The same is true with regard to that which is bound by substances such as SHBG or serum albumin. They will be at the same percent of their saturation as the water is (or extremely close to it) but because their ability to solvate testosterone is vastly greater per milligram, the absolute quantity bound to such substances can be far beyond what is solvated free in the water.
So the reason free testosterone is a relatively small value while the amount bound to serum albumin is considerably higher, and the amount bound to SHBG is far higher, is because with testosterone being at the same chemical potential in each phase or substance (and it will be or extremely close to it at any time, as if it is not, it will rapidly move in such a manner as to equalize the chemical potential) the properties of serum albumin, SHBG, or for that matter fat, are such that the concentrations of testosterone in these or bound to these are far higher than what is the case in the aqueous phase of the blood.
In terms of evaluating the pharmacology of testosterone, or any other substance in the blood, every single equation for every single phenomenon related to receptor binding or rate of enzymatic conversion depends only on the free concentration.

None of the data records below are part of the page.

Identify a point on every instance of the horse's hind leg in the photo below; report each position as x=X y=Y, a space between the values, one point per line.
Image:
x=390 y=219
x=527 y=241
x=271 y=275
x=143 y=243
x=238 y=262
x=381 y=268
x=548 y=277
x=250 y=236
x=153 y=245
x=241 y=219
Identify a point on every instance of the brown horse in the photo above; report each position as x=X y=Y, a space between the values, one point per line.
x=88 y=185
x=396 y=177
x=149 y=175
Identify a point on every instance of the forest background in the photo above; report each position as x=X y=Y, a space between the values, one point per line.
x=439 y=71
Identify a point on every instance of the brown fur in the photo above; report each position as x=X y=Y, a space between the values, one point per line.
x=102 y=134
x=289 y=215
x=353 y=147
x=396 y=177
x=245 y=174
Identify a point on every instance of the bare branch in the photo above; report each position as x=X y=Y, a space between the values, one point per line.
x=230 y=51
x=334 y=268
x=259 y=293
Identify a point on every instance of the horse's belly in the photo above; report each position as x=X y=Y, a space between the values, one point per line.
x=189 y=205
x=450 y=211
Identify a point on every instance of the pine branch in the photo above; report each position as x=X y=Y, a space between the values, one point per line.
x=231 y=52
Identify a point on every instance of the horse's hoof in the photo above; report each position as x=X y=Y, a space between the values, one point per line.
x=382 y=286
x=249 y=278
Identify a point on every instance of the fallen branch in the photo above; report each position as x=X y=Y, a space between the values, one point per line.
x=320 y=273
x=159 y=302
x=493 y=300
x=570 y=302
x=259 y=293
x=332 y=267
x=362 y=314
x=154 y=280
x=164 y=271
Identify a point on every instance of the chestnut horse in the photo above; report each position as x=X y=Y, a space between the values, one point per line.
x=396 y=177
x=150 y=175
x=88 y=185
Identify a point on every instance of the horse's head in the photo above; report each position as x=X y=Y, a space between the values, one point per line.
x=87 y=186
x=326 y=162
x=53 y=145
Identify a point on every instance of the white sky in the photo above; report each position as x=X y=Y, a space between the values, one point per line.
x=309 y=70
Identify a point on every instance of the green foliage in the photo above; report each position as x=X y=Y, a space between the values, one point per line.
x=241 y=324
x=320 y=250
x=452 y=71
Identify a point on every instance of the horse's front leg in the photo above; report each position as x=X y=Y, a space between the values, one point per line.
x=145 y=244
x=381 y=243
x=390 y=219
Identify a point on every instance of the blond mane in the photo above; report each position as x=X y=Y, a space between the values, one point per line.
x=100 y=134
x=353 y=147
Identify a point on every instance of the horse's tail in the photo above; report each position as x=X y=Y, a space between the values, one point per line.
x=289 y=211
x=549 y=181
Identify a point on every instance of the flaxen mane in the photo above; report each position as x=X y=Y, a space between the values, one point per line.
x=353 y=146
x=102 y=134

The amounts sitting around in fat cells, or bound to SHBG, or serum albumin, aren't even in the equations. The chemical potential is what is relevant, and is fully known by the free testosterone figure.
Knowing how much T is bound to SHBG is no more important than knowing how much T is stored in fat cells or total in the body, for example.
That is to say, not important at all. (A fat person, for same free T, has far more testosterone stored in the body, by the way, but that fact does not result in more biological effect, though it likely has relevance to clearance of injected steroids.)
On knowing the free value, further information on total or "free and weakly bound" adds absolutely zero further useful knowledge. The exception is if one is interested in cellular signalling effects of SHBG itself, and one does know more about the amount of SHBG if knowing the amount of total testosterone after knowing the amount of free testosterone, as an indirect way of figuring amount of SHBG.
But the anabolic relevance is zero. Doctors, in general, do not understand this (or at least those that are not well versed in physical and/or analytical chemistry generally do not, and there are extremely few that are because they really don't need to know it) and there are countless examples in the medical literature, as well as other articles, that rely instead on what seems to be common sense. But what seems common sense just is completely off in this case."